Breaking prod at gloops
This incident is memorable because it was the very first one I caused, in my very first engineering role as an intern at a Japanese games company called gloops. In fact, it happened not once, but twice! And knocked down the game during its busiest time of day when the company made the most money, resulting in a loss of tens of thousands of dollars.
The game was basically an server-side rendered web application with some of the flashier UI built in Flash. It featured a bulletin board where team members could communicate with each other to coordinate during battle events.
As a young and energetic intern, I thought it was lame that the users had to refresh the entire page to see new posts on the bulletin board. Wouldn’t it be cool if the bulletin board updated in realtime? AJAX was all the rage in 2012, why not just poll the server for new messages? Of course, I never seriously considered the question of why not and sprung to action.

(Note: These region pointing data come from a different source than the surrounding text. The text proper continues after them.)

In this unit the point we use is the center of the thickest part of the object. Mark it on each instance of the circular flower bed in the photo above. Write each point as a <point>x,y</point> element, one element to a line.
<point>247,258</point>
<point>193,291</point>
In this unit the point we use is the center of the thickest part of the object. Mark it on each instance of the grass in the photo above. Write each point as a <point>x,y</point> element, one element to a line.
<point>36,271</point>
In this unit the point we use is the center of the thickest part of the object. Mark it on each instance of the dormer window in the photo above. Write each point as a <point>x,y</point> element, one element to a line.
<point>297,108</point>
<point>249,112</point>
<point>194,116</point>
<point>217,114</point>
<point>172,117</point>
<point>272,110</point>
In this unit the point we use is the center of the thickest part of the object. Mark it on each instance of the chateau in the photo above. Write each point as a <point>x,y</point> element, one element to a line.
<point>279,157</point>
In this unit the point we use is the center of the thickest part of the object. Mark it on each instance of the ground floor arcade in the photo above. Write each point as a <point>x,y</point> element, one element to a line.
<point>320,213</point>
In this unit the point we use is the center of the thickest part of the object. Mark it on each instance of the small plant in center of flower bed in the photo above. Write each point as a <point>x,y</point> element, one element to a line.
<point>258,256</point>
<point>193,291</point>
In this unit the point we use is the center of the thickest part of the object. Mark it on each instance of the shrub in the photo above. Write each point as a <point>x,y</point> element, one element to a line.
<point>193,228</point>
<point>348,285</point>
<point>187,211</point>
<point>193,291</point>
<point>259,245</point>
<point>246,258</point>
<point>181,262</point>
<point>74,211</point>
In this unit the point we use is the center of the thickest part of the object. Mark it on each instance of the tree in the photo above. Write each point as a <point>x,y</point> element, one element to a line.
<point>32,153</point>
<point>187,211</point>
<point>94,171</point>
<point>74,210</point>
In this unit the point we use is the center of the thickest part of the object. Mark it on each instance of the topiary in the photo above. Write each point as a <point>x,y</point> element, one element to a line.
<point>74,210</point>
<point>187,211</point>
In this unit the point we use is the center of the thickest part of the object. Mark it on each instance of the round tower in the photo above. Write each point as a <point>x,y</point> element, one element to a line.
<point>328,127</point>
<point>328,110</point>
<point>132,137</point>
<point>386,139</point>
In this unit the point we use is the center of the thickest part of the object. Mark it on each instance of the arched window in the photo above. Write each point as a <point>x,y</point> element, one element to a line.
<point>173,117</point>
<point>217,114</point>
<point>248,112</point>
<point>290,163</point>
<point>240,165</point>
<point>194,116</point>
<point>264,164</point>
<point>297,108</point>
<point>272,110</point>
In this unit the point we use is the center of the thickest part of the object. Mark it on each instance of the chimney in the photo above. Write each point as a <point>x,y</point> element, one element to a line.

The result? When the battle event started, servers were almost instantly overloaded and nobody was able to play the game! And I did this, not only once, but twice, thinking for sure that Redis would save the feature. Needless to say, we did not try a third time.
Looking back
It was a combination of a hungry but in-experienced intern (me), and a team that was okay with load-testing on prod that allowed this to happen. Was there a possible implementation that would not have broken the game? Maybe, but I did not have the skill or experience to find out.
This article is not intended to say anything about technical design choices. I have successfully used polling for receiving asynchronous, realtime notifications in other projects, and I would argue that it’s much easier to maintain eventually consistent state with polling because you are forced to think about that problem, rather than throwing everything at a WebSocket and hoping for the best.